31st Aug2015

Frightfest 2015: ‘Emelie’ Review

by Mondo Squallido

Stars: Sarah Bolger, Joshua Rush, Carly Adams, Carl Bailey, Thomas Bair | Written by Richard Raymond Harry Herbeck | Directed by Michael Thelin


Whether it’s trashing the house, raiding the fridge or having guests over partaking in substances and acts that they shouldn’t really be doing, we have all heard those babysitter horror stories. Well, this particular story well and truly takes the cake. When their original babysitter can’t make it, the Thompson’s depend on her friend Anna (Sarah Bolger, The Lazarus Effect) to look after their children as they celebrate their anniversary. The thing is, Anna isn’t who she says she is. Her real name is Emilie and she’s going to give the Thompson’s and their children a night they will never forget. What starts off as innocent enough mischief turns in to a dark, cruel, emotionally and physically destroying series of events.
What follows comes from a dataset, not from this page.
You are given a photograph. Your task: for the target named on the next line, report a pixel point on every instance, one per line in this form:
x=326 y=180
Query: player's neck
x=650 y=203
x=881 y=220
For the most part, Emelie is a solid and disturbing piece of psychological horror. Sarah Bolger’s portrayal as the disturbed babysitter is a believable one, if not a tiny bit cliché at times. At her best she is cold and plays it subtle. At her worst (for lack of a better term) she overplays it. Thankfully, the good out-weighs the bad. Speaking of good, we have some very promising future stars within the films young cast. All children involved put in a fantastic performance and even though children in cinema can be flat out annoying at times, the pain and sadness in their eyes as well as their confusion as to why they’re being abused makes the audience genuinely sympathise and wish for the best. Joshua Rush (Mr. Peabody & Sherman) is the stand out performance as the oldest brother Jacob. He is resourceful and wants to do what he can to save his younger siblings. Seeing him in the many stand offs with Emilie makes us rally for him even more.

Storywise Emelie is simple enough, with a reveal and twist here and there that are both surprising and predictable. The real negative for me in terms of story is there could have been more with Emelie’s back story and her reasoning. Some could argue what we do get is enough, but I just feel there could have been more and it could have been revealed much more slowly throughout. Aside from a rather uninspired synth score (now that’s a trend I am beginning to hate), the film is aesthetically pleasing with some wonderful cinematography.

Overall, I enjoyed Emelie. It was a solid effort all round, but it didn’t really do anything we haven’t seen before. That in itself is not a bad thing, because there is genuine tension throughout and for a feature length debut, Michael Thelin (Re: Vision) should be very proud of what he has created. This is a film that I am sure will create a buzz upon full release.